The primary focus of the report was highlighting the extreme racial disparities in LAUSD discipline. African-American students make up 22% of LAUSD students, but about half of disciplinary actions involve African-American students. These students were also more than twice as likely to be suspended than other ethnic groups. As the report concludes, “the gross disparities apparent in the past and current application of suspension to African-American students by LAUSD make clear that … the District employs practices that are inconsistent with federal, human rights, and state mandates.”

Although the report highlights racial disparities, it seems that one of the primary recommendations of the report would benefit all students targeted for discipline, including those with disabilities:

Priority: Share Power with Parents.

Recommendation: Share the first signs. Schools shall contact parents at the first sign that something is wrong with a student’s behavior so there is an opportunity to take preventative measures rather than wait until an issue escalates into a major problem.

Recommendation: Share planning and decision-making. Schools shall include parents on their [discipline] teams and give them equal say in decision-making and planning related to [discipline policy.]

Recommendation: Create shared trainings. The District and schools shall conduct [discipline policy] trainings jointly with administrators, teachers, and parents in the same room.

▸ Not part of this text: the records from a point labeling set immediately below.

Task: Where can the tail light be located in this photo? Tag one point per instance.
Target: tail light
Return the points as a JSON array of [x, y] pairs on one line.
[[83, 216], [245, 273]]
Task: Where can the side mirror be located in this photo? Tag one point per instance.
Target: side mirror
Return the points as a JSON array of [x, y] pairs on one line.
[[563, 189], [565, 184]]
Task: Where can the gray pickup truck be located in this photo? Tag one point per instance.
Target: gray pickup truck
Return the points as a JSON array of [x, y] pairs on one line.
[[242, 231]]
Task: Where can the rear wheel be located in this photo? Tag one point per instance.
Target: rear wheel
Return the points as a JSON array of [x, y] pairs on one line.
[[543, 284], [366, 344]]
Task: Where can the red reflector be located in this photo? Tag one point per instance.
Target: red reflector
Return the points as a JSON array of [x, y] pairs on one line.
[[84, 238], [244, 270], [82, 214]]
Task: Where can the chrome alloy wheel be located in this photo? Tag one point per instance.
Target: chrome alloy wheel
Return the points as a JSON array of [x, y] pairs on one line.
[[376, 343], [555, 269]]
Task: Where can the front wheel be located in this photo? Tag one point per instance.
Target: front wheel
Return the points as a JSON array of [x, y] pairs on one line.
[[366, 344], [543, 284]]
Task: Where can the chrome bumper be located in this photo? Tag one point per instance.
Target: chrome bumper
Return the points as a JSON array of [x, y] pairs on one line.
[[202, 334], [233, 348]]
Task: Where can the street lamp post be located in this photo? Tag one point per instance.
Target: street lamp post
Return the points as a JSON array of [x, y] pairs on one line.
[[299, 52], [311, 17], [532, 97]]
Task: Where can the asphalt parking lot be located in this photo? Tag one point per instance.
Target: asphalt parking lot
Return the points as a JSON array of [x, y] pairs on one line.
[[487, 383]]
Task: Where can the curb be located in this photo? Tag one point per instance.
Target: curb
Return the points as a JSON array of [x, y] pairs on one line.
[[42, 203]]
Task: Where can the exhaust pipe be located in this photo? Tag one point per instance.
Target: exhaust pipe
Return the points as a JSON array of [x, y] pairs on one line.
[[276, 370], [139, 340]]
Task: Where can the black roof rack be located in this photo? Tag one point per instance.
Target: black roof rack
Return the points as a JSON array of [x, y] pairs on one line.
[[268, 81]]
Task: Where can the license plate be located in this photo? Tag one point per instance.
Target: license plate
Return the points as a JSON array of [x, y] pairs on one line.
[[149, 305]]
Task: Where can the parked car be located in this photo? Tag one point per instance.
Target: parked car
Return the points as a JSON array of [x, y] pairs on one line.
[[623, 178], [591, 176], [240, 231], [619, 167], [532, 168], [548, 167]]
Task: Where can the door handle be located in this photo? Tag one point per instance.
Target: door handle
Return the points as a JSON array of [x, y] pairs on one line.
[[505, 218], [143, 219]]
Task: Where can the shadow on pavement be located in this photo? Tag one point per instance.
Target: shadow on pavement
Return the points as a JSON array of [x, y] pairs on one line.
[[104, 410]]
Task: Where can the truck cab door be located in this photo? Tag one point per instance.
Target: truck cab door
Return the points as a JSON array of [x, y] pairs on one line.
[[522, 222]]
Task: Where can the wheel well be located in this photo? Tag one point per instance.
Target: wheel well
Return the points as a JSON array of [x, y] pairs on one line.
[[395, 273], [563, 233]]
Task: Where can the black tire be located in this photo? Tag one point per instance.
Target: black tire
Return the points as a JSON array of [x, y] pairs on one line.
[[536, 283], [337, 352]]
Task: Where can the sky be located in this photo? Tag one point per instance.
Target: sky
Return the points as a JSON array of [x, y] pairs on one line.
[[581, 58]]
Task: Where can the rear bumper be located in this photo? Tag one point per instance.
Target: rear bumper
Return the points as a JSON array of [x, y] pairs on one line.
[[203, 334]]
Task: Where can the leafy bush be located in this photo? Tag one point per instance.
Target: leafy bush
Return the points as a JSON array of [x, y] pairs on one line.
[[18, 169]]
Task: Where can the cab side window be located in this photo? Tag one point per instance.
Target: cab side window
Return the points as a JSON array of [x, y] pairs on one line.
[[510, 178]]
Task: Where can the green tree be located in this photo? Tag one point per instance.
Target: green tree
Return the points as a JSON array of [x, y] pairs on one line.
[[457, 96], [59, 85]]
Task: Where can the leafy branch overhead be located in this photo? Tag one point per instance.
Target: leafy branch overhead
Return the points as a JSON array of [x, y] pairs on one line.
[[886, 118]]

Recommendation: Enable parents to enforce accountability and transparency by schools. Schools shall establish parent committees to observe discipline practices, especially in the classrooms, play areas, and cafeteria. Schools shall make disciplinary data, practices and procedures, and outcomes and benchmark data available on a monthly basis to parents and the community so they can also monitor implementation of [discipline policy] and do whatever necessary to hold LAUSD accountable. The District shall effectively inform parents of what schools are required to do according to [discipline policy], and what parents should do if their schools are not following through.

A final thought: it would be very interesting to see data of discipline rates of disabled students of color. They must be through the roof.